NVIDIA's Cosmos Predict 2.5 fine-tuned with LoRA/DoRA for robot video generation
Parameter-efficient fine-tuning on a single GPU generates synthetic robot trajectories
NVIDIA's Cosmos Predict 2.5 is a large-scale world model capable of generating physically plausible videos conditioned on text, images, or video clips. To adapt it for specific domains like robot manipulation, the team published a guide on parameter-efficient fine-tuning using LoRA (Low-Rank Adaptation) and DoRA (Directional Low-Rank Adaptation). These methods inject small trainable adapters into the frozen 2B-parameter base model, drastically reducing memory requirements—allowing training on a single 80GB GPU. The approach also prevents catastrophic forgetting of general knowledge and keeps adapter files small and portable, enabling flexible switching between multiple domain adapters at inference.
Using the GR00T Dreams post-training recipe dataset (92 robot manipulation videos with text prompts describing pick-and-place tasks), the fine-tuned model can generate synthetic robot trajectories for downstream learning. The training pipeline leverages diffusers, accelerate, and peft libraries, with support for both single- and multi-GPU setups. This drastically cuts the cost and time of collecting real-robot demonstration data, offering robotics teams a scalable way to generate training data for policies. The guide provides complete code and data preprocessing steps, making it practical for engineers to replicate and adapt to their own domains.

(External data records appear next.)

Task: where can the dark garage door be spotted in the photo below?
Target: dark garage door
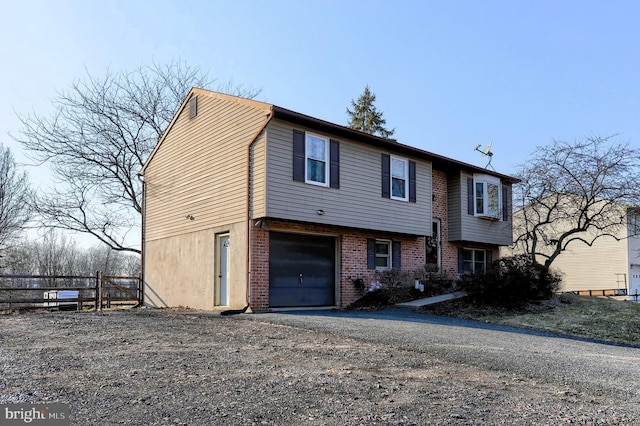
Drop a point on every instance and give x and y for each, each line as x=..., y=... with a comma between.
x=301, y=270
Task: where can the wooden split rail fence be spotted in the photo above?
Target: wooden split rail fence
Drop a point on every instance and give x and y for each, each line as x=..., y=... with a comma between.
x=63, y=292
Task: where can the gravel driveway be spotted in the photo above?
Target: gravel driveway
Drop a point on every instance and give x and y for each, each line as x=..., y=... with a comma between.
x=147, y=367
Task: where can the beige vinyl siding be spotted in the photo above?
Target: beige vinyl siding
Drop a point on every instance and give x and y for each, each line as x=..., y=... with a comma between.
x=357, y=203
x=596, y=267
x=471, y=228
x=201, y=161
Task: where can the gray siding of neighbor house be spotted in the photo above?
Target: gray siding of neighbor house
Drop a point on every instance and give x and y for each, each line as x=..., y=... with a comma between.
x=467, y=227
x=358, y=203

- NVIDIA's Cosmos Predict 2.5 is a 2B-parameter world model for physically plausible video generation
- LoRA/DoRA fine-tuning reduces memory requirements, enabling single-GPU training on an 80GB GPU
- Fine-tuned on 92 robot manipulation videos to generate synthetic trajectories for downstream robot learning
Why It Matters
Synthetic robot video generation from a fine-tuned world model slashes data collection costs for training robot policies.